Book Review: The Return, Victoria Hislop

I have just finished The Return, by Victoria Hislop. This is a book with two connected stories. One dealing with a woman called Sonia who loves to dance and goes on holiday to Spain to do so. The other deals with the experiences of the Ramirez family who run a cafe (of which Sonia becomes a regular in the modern day) during the Spanish civil war.

The story about Sonia I did not like. I found it (and Sonia) quite annoying. It was distinctly unconvincing, yet highly predictable, and decidedly unnecessary as far as the second story was concerned. In fact, I really felt it devalued the other story, and the book as a hole. The second story was (as far as I can tell) well researched, it was interesting, held my attention, and taught me a lot about Spain’s history. I was happy to learn as Spain is a country I have never actually been to and one I know very little about. Overall, I really enjoyed this part of the book.
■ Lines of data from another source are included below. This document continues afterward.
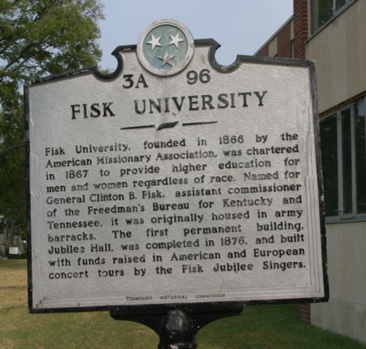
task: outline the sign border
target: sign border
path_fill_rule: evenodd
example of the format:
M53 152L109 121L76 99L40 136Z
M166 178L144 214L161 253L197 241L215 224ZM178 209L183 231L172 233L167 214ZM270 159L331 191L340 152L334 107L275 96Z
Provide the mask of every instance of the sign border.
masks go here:
M194 40L195 47L210 46L208 62L211 67L216 70L223 73L230 73L238 68L242 63L251 63L258 64L269 64L272 65L286 66L292 67L307 67L309 70L310 81L310 93L312 101L313 124L315 149L318 177L318 190L319 204L319 218L320 223L320 243L319 246L322 253L322 264L323 268L323 283L324 294L323 297L304 297L295 298L280 298L275 299L258 300L249 301L231 301L223 302L207 302L192 303L168 303L156 304L141 304L136 305L100 305L82 307L66 307L56 308L35 308L33 306L33 279L32 260L32 236L31 236L31 191L30 191L30 139L29 134L29 89L30 86L40 84L47 83L54 80L66 79L78 75L93 74L98 79L107 81L116 78L121 72L123 68L123 59L121 53L126 51L137 50L137 45L126 45L118 46L112 52L117 61L115 70L110 74L104 75L97 67L92 67L67 73L51 75L46 77L37 78L24 86L24 115L25 115L25 150L26 153L26 216L27 227L27 252L29 258L27 261L28 268L28 308L31 313L44 313L50 312L74 312L92 311L109 310L111 312L116 312L124 315L137 315L141 314L152 314L166 313L172 310L180 309L187 312L197 311L213 312L218 309L222 310L226 307L230 308L235 305L241 306L261 305L269 304L290 304L299 303L316 303L327 301L329 300L329 280L327 273L326 256L326 239L324 217L324 202L323 190L323 179L321 170L321 154L320 146L320 132L318 122L318 111L315 79L315 63L312 61L297 60L280 58L258 57L238 55L236 59L231 64L223 66L219 64L216 60L215 53L221 45L212 39L196 39ZM161 78L164 79L164 76ZM311 121L311 120L310 120Z

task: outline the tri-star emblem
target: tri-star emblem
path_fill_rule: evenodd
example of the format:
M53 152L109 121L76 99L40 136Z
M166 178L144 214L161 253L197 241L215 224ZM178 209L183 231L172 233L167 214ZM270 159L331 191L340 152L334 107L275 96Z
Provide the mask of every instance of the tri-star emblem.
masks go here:
M189 30L171 20L155 22L141 34L137 56L143 67L157 75L178 73L193 56L194 40Z

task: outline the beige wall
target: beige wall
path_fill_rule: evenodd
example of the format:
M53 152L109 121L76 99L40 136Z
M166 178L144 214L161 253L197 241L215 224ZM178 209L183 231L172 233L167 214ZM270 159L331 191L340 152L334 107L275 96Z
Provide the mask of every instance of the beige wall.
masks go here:
M366 91L366 1L358 0L311 38L319 113Z
M329 303L311 304L311 323L366 342L366 222L326 225Z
I think it is a shame that the author chose the modern day framing device. The story of the Ramirez family would have stood alone without it, and would have stood with greater strength, I feel. The modern day elements made the whole book feel less realistic and I found it very distracting.  As the bulk of the book is focused on the Ramirez family, with Sonia’s story occuring mainly at the beginning and the end of the book, I have to admit that by and large, I enjoyed this book, and in fairness, this is more than I expected from the blurb on the back. But to say so rankles, just a little, as I maintain it would have been a better book had it just focused on the Spanish Civil War story.